Il vino sfuso secondo Fabio Pracchia

Abbiamo scambiato qualche parola con Fabio Pracchia – libero pensatore e degustatore del vino – e gli abbiamo chiesto di raccontarci, a briglia sciolta, la sua idea di vino sfuso. Qui condividiamo con voi le riflessioni che ne sono emerse.

(Potete leggere, se lo volete, dei suoi assaggi  – anche di sfuso! – e delle  visite alle aziende, sul suo nuovo spazio online: www.ripenessisall.com. Non mancate di farlo!)

“La trasformazione recente della nostra viticoltura con una generazione rinnovata di viticoltori portatori felici di entusiasmo, competenza e curiosità che ha sostanzialmente ravvivato lo scenario ingessato della viticoltura di inizio millennio, ha modificato alcuni modelli di proposta enologica apparentemente inamovibili. Questa viticoltura ha diverse caratteristiche, che elenco:

1. Approfondisce la conoscenza della campagna italiana, amplificando il vetusto concetto delle denominazioni di origine
2. Recupera il patrimonio ampelografico antico snobbato dalla maggior parte degli agronomi vecchio stile che privilegiavano le estensioni monoclonali a cordone speronato e quindi la meccanizzazione del lavoro
3. Cura la vita del suolo
4. Lavora le uve rispettandone l’essenza
5. Produce vini legati al territorio di origine, sottraendo il più possibile le forzature enologiche
6. Trova forme dinamiche di commercializzazione

Partendo da questi elementi originari, risulta chiaro come il vino prodotto, al netto delle diverse qualità definite dal lavoro in campo e in cantina, abbia dignità in tutte le sue espressioni.
Da qui nasce la necessità di apprezzare il vino sfuso di qualità come embrione di una produzione che riporta al centro la materia prima, il frutto di partenza, retoricamente sbandierato dall’enologia di stampo produzionista (“la qualità si ottiene in vigna”) ma poi mortificato da tutta l’estetica interventista con la quale buona parte della critica enologica italiana e dei consumatori sono cresciuti facendo il gioco dell’industria e non della viticoltura di qualità.
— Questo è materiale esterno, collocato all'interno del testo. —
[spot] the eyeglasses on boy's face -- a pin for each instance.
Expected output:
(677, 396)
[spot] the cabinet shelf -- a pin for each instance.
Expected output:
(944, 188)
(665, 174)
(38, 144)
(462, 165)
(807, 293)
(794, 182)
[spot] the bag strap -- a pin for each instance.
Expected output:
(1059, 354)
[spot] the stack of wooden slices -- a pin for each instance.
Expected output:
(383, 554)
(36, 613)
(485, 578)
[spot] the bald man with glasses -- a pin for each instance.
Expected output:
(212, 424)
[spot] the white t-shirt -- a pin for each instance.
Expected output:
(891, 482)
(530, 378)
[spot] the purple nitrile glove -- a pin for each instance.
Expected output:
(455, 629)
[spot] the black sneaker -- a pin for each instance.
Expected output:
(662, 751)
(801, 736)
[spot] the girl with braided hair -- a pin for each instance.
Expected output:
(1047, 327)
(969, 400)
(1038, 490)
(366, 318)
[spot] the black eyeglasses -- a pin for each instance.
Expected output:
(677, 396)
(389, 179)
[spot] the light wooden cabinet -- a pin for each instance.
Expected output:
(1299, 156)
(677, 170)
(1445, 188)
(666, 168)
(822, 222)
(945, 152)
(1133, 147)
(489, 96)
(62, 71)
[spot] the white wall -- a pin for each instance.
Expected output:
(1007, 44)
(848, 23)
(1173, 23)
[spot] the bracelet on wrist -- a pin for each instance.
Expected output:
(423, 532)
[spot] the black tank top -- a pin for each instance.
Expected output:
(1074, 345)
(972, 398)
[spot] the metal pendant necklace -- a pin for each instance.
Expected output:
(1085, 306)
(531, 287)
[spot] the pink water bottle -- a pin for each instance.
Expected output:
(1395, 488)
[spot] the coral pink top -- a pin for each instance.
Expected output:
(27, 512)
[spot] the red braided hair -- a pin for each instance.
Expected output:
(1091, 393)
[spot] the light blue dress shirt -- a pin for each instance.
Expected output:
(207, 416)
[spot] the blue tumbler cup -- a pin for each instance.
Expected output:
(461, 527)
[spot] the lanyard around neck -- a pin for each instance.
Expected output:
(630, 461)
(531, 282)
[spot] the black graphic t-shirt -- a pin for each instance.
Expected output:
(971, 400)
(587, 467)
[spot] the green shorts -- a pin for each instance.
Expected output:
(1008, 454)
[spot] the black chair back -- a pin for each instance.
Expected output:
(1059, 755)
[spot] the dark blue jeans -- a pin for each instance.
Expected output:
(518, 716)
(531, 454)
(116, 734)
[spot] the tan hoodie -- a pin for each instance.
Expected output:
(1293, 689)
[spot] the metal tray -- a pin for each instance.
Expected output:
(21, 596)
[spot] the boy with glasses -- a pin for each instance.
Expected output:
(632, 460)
Lo sfuso rappresenta quindi una nuova forma di educazione al bere: più pragmatica che teorica. Nella sua ruvidezza essenziale, nei suoi cenni ossidativi, più o meno presenti, si ritroverà un conseguente sapore complesso e rustico che funzionerà come fondamentale didattico sul quale poi, per progressivo affinamento delle proprie capacità interpretative, acquisire le competenze di esperto o semplice appassionato.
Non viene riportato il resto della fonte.